On ne change pas une équipe qui gagne. Trois ans après sa Palme d’or pour Daniel Blake, Ken Loach reste fidèle à soi-même et à son combat contre le système libéral. Avec son talent inouï pour faire déborder le cadre de son image d’émotions et d’empathie pour ses personnages, le réalisateur britannique nous raconte son histoire en un seul trait. Il nous emmène au cœur de ce système à la concurrence féroce et frontale, où les vies sont décomposées en unités pour les faire entrer dans les systèmes de service. La démonstration cinématographique est sans faute, mais souvent prévisible. Trop affiché et appuyé d’une manière pédagogique, le récit perd parfois sa puissance.

Sorry We Missed You est le message laissé par le livreur au client quand celui n’est pas à la maison. Donc, il doit s’excuser pour une faute qu'il n'a pas commise. L’humiliation est partout, l’exploitation très bien organisée.
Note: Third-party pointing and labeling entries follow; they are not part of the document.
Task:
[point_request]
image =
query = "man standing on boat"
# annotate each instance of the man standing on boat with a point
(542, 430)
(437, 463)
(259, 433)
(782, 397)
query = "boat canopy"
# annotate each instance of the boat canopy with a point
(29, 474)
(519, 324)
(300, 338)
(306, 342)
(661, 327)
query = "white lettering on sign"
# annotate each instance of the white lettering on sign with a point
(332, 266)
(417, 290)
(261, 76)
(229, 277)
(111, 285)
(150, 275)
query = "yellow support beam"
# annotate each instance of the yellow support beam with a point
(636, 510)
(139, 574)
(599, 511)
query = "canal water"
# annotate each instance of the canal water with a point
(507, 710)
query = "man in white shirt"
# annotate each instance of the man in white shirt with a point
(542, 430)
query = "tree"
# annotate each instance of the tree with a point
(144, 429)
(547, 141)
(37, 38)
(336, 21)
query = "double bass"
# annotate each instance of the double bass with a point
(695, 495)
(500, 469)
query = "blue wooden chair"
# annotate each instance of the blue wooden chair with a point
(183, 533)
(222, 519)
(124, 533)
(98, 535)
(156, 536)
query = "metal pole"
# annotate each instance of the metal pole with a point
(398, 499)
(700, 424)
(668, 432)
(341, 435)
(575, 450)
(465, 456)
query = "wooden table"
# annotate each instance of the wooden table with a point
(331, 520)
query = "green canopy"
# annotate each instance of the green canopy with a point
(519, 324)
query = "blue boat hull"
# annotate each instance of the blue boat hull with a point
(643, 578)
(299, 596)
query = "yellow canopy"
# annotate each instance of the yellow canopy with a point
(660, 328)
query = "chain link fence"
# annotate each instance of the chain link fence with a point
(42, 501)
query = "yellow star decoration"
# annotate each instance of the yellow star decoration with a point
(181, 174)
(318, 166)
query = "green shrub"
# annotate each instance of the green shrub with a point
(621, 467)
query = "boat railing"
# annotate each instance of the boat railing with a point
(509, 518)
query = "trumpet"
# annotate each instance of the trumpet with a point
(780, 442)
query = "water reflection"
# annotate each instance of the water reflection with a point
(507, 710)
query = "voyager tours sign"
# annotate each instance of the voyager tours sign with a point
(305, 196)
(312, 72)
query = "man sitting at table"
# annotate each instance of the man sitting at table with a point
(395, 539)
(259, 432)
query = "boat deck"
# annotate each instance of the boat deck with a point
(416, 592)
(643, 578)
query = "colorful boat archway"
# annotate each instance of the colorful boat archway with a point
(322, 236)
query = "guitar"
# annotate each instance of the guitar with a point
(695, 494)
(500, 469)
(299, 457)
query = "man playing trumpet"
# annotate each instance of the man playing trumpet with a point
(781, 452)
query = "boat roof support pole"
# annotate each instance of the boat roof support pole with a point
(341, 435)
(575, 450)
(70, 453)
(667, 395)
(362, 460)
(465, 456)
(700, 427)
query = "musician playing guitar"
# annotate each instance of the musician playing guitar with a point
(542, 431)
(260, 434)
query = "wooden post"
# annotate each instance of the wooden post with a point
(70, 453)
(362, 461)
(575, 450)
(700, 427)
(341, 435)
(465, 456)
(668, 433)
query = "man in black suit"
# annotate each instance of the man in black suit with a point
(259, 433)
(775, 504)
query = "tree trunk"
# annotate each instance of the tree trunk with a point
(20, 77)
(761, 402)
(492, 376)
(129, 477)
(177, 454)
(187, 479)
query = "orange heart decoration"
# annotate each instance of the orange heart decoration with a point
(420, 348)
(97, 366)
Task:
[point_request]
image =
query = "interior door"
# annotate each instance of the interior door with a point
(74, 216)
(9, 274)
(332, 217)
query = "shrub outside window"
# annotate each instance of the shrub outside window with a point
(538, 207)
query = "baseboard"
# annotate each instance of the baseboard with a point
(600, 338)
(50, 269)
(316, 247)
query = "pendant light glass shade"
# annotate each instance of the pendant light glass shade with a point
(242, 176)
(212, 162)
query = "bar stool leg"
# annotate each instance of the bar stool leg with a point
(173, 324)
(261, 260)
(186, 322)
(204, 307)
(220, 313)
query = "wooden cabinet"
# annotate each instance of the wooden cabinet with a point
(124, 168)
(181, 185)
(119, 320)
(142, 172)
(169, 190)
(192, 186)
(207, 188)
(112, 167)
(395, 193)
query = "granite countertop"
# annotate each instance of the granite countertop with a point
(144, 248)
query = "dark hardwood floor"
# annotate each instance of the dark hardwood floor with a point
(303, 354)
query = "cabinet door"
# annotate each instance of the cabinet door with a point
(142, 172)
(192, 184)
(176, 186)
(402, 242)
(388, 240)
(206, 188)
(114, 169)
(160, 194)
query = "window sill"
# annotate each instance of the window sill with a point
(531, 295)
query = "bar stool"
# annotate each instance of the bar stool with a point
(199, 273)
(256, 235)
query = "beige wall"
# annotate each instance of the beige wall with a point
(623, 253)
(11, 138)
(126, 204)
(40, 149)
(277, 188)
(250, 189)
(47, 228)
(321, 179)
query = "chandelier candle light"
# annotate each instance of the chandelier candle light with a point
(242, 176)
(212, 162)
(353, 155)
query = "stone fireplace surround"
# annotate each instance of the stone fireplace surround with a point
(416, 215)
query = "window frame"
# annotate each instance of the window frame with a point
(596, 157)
En attendant, la famille de Ricky explose, les disputes se multiplient et Abby fait des cauchemars : « je m’enfonce dans des sables mouvants ».

Bref, Ken Loach veut nous faire comprendre dans quelle société pourrie on vit aujourd’hui et qu’il n’y a pas d’issue, seulement des souvenirs nostalgiques des grandes grèves des années 1980.

Les cinq premiers films de la compétition montrent un monde catastrophique

Sur le tapis rouge du Festival de Cannes, Ken Loach se trouve entouré de cinéastes qui partagent son constat. Les quatre films entrés avant lui en lice pour la Palme d’or mettent en scène des catastrophes. Jim Jarmusch nous a bien amusé avec les zombies de The Dead Don’t Die, sans nous laisser une chance de survie sur cette Terre trop exploitée et donc sortie de son axe. Les Misérables de Ladj Ly naviguent dans une société sans espoir où toute autorité est corrompue. Dans Bacurau, de Kleber Mendonça Filho et Juliano Dornelles, une mystérieuse entreprise américaine fait d’abord disparaître un pauvre village au Brésil des cartes avant d’exterminer les villageois pour pouvoir mieux exploiter les ressources naturelles. Et chez Mati Diop, la jeunesse sénégalaise est vouée à se noyer soit dans le désespoir soit dans l’Atlantique et à finir comme des morts-vivants.